Эти слова захватили ее врасплох, и она пришла в полное смятение.
— О чем ты говоришь, Уильям? Кто говорил о том, что ты умираешь?
— Ну, я-то знаю. Вон сколько шума поднялось из-за меня. Вы слышали, что тогда сказала Ханна?
— Что? Когда?
— Когда она внесла чай, а я лежал на коврике. Я не спал, хотя Вы этого и не знали. Вы еще сказали, что ей следует быть осторожнее: а вдруг я не сплю.
— Я что-то плохо помню это, — сказала леди Изабель, сама не зная, что ответить, как сгладить то впечатление, которое произвели на него эти слова, если он их в самом деле слышал.
— Ханна иногда говорит такие глупости!
— Она говорила, что я одной ногой стою в могиле.

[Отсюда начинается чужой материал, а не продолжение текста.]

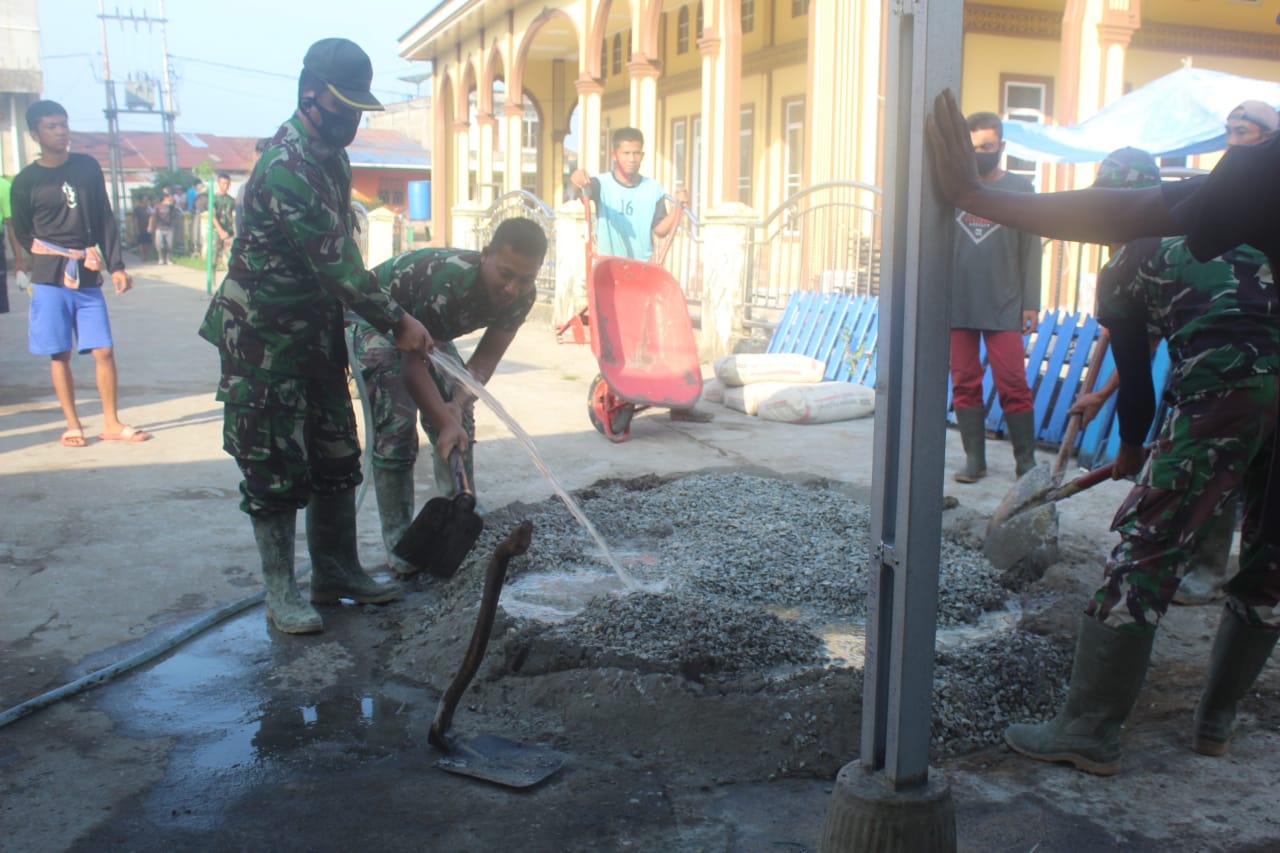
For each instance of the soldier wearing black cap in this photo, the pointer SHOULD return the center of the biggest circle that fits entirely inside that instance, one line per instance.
(278, 324)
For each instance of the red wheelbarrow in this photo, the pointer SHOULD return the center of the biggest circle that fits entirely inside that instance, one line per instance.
(643, 340)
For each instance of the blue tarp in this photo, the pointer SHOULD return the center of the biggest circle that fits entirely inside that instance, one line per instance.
(1182, 113)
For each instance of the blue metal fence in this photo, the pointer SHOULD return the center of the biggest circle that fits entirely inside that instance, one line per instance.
(840, 331)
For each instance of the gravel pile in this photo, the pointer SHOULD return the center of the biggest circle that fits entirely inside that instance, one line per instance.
(741, 575)
(744, 539)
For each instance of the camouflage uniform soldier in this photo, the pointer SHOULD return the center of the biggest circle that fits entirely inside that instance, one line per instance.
(1221, 319)
(452, 292)
(278, 323)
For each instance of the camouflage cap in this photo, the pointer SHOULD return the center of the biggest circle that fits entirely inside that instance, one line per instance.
(1257, 112)
(1128, 169)
(344, 68)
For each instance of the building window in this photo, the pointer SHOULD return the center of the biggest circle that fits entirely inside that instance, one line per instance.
(529, 128)
(679, 153)
(792, 137)
(1024, 100)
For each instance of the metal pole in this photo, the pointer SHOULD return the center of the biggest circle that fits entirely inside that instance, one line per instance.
(170, 131)
(887, 792)
(113, 127)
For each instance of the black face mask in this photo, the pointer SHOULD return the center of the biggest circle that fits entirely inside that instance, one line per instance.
(987, 162)
(337, 129)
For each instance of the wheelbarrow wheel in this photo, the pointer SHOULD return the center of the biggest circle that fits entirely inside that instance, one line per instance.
(609, 414)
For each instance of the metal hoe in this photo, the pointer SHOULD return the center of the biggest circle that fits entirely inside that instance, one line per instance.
(490, 757)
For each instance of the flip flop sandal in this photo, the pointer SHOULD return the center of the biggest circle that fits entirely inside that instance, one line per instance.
(127, 434)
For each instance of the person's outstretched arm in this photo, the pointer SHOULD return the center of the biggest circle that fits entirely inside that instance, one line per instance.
(1091, 215)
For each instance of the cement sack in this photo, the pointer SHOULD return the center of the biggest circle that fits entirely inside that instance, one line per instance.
(817, 404)
(746, 398)
(748, 368)
(713, 391)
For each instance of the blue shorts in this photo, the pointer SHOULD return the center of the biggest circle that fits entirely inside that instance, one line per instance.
(63, 319)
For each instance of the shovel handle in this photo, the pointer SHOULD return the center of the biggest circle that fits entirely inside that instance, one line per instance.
(1083, 482)
(515, 544)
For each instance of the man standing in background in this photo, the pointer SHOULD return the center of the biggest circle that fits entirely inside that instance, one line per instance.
(630, 211)
(995, 297)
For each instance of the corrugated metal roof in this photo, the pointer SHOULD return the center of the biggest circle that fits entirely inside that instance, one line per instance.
(387, 149)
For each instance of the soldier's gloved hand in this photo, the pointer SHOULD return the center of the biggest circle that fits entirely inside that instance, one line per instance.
(412, 336)
(451, 436)
(955, 170)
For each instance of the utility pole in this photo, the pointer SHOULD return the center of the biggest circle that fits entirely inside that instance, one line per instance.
(138, 101)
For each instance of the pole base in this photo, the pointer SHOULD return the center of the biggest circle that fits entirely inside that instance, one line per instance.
(865, 813)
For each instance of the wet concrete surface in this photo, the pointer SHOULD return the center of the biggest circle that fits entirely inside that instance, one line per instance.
(247, 739)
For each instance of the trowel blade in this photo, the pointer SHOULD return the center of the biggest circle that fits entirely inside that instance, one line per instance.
(501, 761)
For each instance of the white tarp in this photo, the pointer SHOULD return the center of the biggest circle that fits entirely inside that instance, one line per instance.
(1182, 113)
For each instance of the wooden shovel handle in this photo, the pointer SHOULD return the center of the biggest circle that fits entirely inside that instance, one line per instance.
(1073, 423)
(1080, 483)
(515, 544)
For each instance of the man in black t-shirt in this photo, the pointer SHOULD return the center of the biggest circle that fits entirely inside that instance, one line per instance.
(62, 215)
(1238, 203)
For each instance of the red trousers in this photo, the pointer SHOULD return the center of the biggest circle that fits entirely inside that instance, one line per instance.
(1008, 359)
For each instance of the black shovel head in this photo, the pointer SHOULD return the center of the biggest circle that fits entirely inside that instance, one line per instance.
(442, 536)
(501, 761)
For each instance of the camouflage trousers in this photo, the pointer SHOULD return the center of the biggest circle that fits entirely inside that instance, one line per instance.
(396, 415)
(1208, 448)
(291, 436)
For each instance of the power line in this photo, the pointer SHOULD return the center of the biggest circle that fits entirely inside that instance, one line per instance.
(266, 73)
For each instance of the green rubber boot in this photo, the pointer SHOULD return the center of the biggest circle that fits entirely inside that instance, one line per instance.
(336, 570)
(394, 491)
(1207, 573)
(973, 436)
(1239, 653)
(1106, 676)
(1022, 436)
(286, 609)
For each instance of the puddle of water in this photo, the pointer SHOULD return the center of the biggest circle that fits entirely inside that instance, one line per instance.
(234, 730)
(458, 373)
(558, 596)
(845, 643)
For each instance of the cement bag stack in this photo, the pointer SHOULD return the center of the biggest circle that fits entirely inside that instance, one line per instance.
(789, 388)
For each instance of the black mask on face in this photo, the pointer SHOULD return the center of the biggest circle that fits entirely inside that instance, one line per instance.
(337, 128)
(987, 162)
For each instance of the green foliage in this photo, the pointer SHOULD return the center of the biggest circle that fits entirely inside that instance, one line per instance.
(178, 181)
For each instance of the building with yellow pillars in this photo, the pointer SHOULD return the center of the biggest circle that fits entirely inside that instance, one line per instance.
(746, 101)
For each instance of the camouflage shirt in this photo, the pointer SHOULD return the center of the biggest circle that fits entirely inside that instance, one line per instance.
(438, 286)
(1221, 318)
(296, 264)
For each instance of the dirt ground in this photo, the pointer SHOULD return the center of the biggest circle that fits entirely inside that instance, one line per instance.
(246, 739)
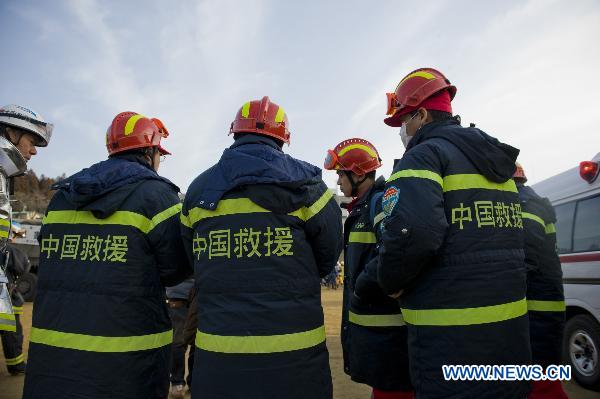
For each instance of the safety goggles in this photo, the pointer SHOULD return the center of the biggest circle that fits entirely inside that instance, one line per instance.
(331, 160)
(393, 104)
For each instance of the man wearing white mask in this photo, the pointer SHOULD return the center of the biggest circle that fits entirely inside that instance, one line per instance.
(452, 244)
(21, 131)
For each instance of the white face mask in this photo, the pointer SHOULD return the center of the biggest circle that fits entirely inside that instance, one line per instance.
(404, 134)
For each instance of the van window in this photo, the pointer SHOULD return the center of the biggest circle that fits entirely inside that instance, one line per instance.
(586, 236)
(564, 226)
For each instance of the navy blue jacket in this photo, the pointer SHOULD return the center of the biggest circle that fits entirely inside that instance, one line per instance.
(109, 244)
(373, 332)
(453, 241)
(545, 295)
(261, 229)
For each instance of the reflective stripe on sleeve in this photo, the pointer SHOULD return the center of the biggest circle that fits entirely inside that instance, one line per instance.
(363, 237)
(534, 217)
(421, 174)
(376, 320)
(305, 213)
(260, 343)
(8, 322)
(476, 181)
(546, 306)
(15, 360)
(123, 218)
(466, 316)
(96, 343)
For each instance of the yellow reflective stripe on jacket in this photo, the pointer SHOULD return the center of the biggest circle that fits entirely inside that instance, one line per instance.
(535, 218)
(224, 207)
(421, 174)
(8, 322)
(549, 228)
(95, 343)
(4, 228)
(376, 320)
(379, 217)
(466, 316)
(476, 181)
(123, 218)
(260, 343)
(306, 213)
(15, 360)
(363, 237)
(546, 306)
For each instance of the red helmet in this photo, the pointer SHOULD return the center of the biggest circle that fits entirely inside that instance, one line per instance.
(262, 117)
(130, 130)
(414, 89)
(519, 174)
(355, 155)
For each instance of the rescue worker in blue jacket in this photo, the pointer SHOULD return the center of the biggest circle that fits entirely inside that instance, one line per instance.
(452, 245)
(545, 294)
(373, 333)
(109, 243)
(261, 228)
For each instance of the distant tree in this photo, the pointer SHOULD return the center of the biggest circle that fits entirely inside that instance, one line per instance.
(32, 193)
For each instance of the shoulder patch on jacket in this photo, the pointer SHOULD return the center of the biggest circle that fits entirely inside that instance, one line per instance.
(390, 199)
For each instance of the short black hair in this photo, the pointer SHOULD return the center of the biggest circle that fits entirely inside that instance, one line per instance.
(439, 115)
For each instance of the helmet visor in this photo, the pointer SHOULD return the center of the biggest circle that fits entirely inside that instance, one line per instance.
(331, 160)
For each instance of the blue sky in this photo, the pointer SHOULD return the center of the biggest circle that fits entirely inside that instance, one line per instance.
(527, 72)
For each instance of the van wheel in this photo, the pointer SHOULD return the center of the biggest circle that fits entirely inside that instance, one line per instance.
(580, 350)
(27, 286)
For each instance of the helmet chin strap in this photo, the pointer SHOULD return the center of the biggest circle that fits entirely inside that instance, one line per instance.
(354, 184)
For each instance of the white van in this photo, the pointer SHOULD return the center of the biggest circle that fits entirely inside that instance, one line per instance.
(575, 195)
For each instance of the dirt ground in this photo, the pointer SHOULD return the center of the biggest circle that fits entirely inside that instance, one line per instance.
(344, 388)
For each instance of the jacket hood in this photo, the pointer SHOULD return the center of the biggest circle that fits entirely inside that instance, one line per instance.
(254, 160)
(89, 189)
(492, 158)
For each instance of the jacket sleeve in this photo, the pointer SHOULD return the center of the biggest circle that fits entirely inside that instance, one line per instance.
(165, 239)
(187, 233)
(415, 225)
(18, 263)
(534, 229)
(324, 229)
(367, 286)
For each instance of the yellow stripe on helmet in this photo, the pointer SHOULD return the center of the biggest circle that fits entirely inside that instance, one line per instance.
(130, 125)
(363, 147)
(279, 116)
(246, 110)
(420, 74)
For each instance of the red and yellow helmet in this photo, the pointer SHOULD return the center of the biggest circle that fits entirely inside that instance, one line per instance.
(354, 155)
(262, 117)
(519, 174)
(130, 130)
(414, 89)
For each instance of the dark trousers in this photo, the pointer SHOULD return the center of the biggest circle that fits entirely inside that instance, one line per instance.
(12, 343)
(178, 316)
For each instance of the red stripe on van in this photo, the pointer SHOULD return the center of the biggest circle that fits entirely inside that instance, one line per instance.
(579, 258)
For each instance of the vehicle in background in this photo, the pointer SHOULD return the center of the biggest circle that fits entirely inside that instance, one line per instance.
(575, 195)
(27, 242)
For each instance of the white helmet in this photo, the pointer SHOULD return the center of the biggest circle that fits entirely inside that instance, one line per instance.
(28, 120)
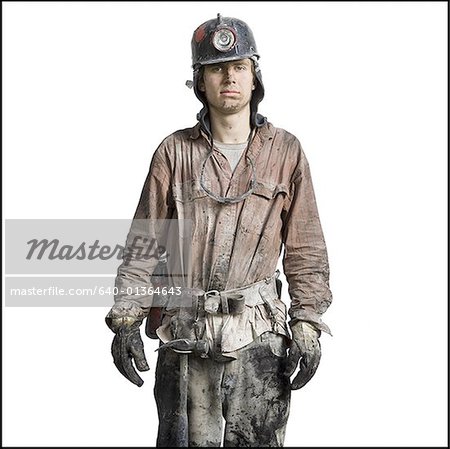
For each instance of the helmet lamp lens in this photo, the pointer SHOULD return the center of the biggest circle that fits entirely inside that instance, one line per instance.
(224, 39)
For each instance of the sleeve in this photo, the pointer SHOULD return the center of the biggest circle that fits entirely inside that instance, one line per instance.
(146, 236)
(305, 259)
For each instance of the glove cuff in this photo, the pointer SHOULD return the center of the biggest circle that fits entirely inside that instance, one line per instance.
(124, 314)
(300, 329)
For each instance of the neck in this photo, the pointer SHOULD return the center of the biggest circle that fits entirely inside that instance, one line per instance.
(230, 128)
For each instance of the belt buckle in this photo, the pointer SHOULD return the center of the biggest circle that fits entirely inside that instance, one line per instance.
(212, 301)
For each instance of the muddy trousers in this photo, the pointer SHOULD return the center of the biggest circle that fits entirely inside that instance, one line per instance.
(250, 394)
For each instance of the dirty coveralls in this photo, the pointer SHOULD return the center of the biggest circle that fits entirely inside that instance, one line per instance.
(235, 245)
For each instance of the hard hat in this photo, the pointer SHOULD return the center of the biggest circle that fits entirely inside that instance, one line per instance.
(220, 40)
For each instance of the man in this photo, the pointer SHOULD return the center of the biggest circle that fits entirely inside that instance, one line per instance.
(226, 351)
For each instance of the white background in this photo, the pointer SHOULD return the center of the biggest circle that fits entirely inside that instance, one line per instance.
(89, 91)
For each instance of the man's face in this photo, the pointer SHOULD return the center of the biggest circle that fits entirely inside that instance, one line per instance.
(228, 85)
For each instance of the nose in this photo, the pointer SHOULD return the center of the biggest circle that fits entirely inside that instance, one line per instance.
(229, 74)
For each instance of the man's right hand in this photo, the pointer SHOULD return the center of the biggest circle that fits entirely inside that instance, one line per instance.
(127, 344)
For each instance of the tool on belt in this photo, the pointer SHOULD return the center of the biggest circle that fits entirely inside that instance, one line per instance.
(189, 311)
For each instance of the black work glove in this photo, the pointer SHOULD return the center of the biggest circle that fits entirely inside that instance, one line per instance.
(304, 352)
(127, 344)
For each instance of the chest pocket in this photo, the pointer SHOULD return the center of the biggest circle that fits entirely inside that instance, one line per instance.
(188, 192)
(261, 213)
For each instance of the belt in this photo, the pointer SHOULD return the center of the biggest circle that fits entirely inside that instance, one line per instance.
(234, 301)
(231, 301)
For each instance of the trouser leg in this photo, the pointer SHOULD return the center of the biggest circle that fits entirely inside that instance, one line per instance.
(251, 393)
(204, 406)
(257, 394)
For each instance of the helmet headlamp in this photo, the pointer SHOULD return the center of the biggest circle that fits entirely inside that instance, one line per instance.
(224, 39)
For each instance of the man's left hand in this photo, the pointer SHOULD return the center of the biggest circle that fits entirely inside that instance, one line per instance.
(304, 352)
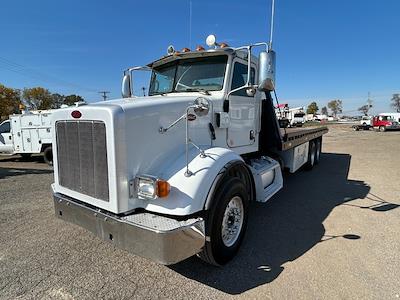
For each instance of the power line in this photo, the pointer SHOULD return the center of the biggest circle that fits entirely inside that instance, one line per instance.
(104, 94)
(32, 73)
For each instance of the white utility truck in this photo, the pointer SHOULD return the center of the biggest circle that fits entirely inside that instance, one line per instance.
(26, 134)
(172, 174)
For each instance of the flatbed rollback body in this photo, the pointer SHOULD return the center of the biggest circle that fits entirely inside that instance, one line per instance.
(172, 174)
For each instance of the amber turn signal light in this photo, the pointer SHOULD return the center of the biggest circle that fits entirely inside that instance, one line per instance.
(163, 188)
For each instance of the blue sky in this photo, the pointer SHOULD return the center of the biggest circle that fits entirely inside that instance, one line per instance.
(326, 50)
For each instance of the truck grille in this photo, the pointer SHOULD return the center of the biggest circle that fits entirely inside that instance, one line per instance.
(82, 157)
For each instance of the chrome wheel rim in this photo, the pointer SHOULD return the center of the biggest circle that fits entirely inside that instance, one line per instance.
(233, 221)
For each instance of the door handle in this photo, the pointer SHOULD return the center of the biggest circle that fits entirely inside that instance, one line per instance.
(252, 135)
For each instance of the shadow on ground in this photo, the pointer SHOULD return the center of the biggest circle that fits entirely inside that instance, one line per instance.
(9, 172)
(285, 228)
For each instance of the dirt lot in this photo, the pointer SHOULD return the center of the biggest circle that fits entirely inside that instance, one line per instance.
(330, 233)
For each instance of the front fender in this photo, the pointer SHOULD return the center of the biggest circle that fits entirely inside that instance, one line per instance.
(188, 194)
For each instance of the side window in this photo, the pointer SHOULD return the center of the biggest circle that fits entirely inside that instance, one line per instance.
(162, 80)
(240, 77)
(5, 127)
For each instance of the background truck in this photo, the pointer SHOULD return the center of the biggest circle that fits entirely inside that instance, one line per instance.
(26, 134)
(290, 117)
(172, 174)
(385, 122)
(365, 123)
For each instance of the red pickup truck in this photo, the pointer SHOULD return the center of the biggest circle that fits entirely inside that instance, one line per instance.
(383, 123)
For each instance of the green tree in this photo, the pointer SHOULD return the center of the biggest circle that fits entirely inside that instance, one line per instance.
(38, 98)
(312, 108)
(71, 99)
(396, 102)
(10, 101)
(335, 106)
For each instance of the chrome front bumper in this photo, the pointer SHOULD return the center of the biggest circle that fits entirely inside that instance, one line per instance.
(158, 238)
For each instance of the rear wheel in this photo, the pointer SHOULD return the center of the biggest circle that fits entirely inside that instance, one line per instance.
(226, 222)
(311, 156)
(48, 155)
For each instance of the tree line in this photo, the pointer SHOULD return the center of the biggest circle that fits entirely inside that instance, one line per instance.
(336, 106)
(36, 98)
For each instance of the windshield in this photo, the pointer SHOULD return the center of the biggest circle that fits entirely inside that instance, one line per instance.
(188, 75)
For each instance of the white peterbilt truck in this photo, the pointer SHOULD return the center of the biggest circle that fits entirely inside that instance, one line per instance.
(172, 174)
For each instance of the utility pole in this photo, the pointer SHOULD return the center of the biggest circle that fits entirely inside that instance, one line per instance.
(369, 101)
(104, 94)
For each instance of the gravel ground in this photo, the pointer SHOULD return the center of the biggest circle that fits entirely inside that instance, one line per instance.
(330, 233)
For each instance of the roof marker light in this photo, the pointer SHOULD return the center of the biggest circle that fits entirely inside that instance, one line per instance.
(200, 48)
(211, 40)
(76, 114)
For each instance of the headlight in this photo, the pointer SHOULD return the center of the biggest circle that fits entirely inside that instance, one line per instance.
(151, 187)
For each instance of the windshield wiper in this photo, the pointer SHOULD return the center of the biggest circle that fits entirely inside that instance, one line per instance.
(205, 92)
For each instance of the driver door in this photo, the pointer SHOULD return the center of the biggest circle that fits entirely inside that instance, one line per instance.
(6, 144)
(242, 108)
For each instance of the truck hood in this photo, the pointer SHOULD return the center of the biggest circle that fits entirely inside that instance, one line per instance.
(133, 145)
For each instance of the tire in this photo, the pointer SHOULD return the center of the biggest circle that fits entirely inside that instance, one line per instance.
(48, 155)
(230, 204)
(318, 146)
(311, 156)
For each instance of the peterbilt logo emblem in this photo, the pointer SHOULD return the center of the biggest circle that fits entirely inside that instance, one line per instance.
(191, 117)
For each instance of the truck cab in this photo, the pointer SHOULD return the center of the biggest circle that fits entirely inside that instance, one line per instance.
(172, 174)
(6, 143)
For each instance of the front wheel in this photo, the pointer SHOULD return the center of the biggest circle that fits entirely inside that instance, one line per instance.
(226, 222)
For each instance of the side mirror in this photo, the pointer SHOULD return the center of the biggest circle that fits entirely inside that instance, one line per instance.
(266, 71)
(201, 106)
(126, 86)
(251, 91)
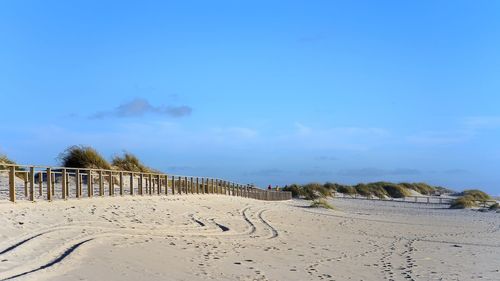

— Вот как? Ну кто же станет слушать Ханну? Она просто глупая девушка. Скоро, когда наступят теплые дни, мы поставим тебя на ноги.
— Мадам Вин…
— Что, мой милый?
— Право, не стоит обманывать меня. Думаете, я не вижу этого? Я не ребенок. Этот номер прошел бы с Арчибальдом, но не со мной. Так чем я болен?
— Ничем. Просто ты слабенький. Вот окрепнешь — и будешь здоров, как прежде.
Уильям недоверчиво покачал головой. Он явно относился к тем детям, от которых почти невозможно скрыть факты: смышленым, внимательным и развитым не по годам. Даже если бы никто не проговорился о его болезни, он все равно догадался бы обо всем по той заботе, которой его окружили; впрочем, и слов тоже было произнесено немало: намеков, которые заставили его что-то заподозрить, прямых утверждений вроде того, что позволила себе Ханна, которые еще более укрепили эти подозрения. Одним словом, в сердце своем он так же хорошо знал о скором приходе смерти, как и сама незваная гостья, собиравшаяся навестить его.
— Но если у меня нет ничего серьезного, почему же доктор Мартин сегодня не стал говорить с Вами при мне? Зачем он отослал меня в другую комнату? Ах, мадам Вин: я не глупее Вас!
— Ты маленький мудрый мальчик, который все-таки иногда ошибается, — вырвалось из самой глубины ее исстрадавшегося сердца.
— Смерть вовсе не страшна, когда Господь любит нас. Так говорит лорд Вейн. У него умер младший братишка.
— Очень слабенький ребенок, который был явно не жилец; бледный и все время болевший с самого рождения, — сказала леди Изабель.
— Как? Вы знали его?
— Я… я слышала об этом, — исправилась она, заметив, что снова невольно проговорилась.
— Но Вы не знаете наверное, что я умру?
— Нет.
— Тогда почему же Вы так печальны с того самого времени, как мы уехали от доктора Мартина? И к чему вообще Вам печалиться обо мне? Я не Ваш ребенок.
Эти слова сломили ее. Она встала на колени возле дивана и разрыдалась.
— Ну вот, видите? — воскликнул Уильям.
— Ах, Уильям, у меня… когда-то был свой собственный сын, и поэтому, глядя на тебя, я вспоминаю его и плачу.
— Я знаю. Вы уже рассказывали нам: его тоже звали Уильямом.
Она склонилась над ним так, что ее дыхание смешалось с его, и взяла маленькую руку Уильяма в свою ладонь.
— Знаешь ли ты, Уильям, что Господь первыми забирает тех, кого любит? Если бы тебе суждено было умереть, ты бы отправился прямо в рай, оставив далеко позади все печали и заботы этой жизни. Для многих из нас было бы лучше умереть младенцами.
— И для Вас тоже?
— Да, — тихо сказала она. — Иногда я думаю, что не в силах выдержать все это.
— Так дело не только в Вашем прошлом? Что-то и сейчас печалит Вас?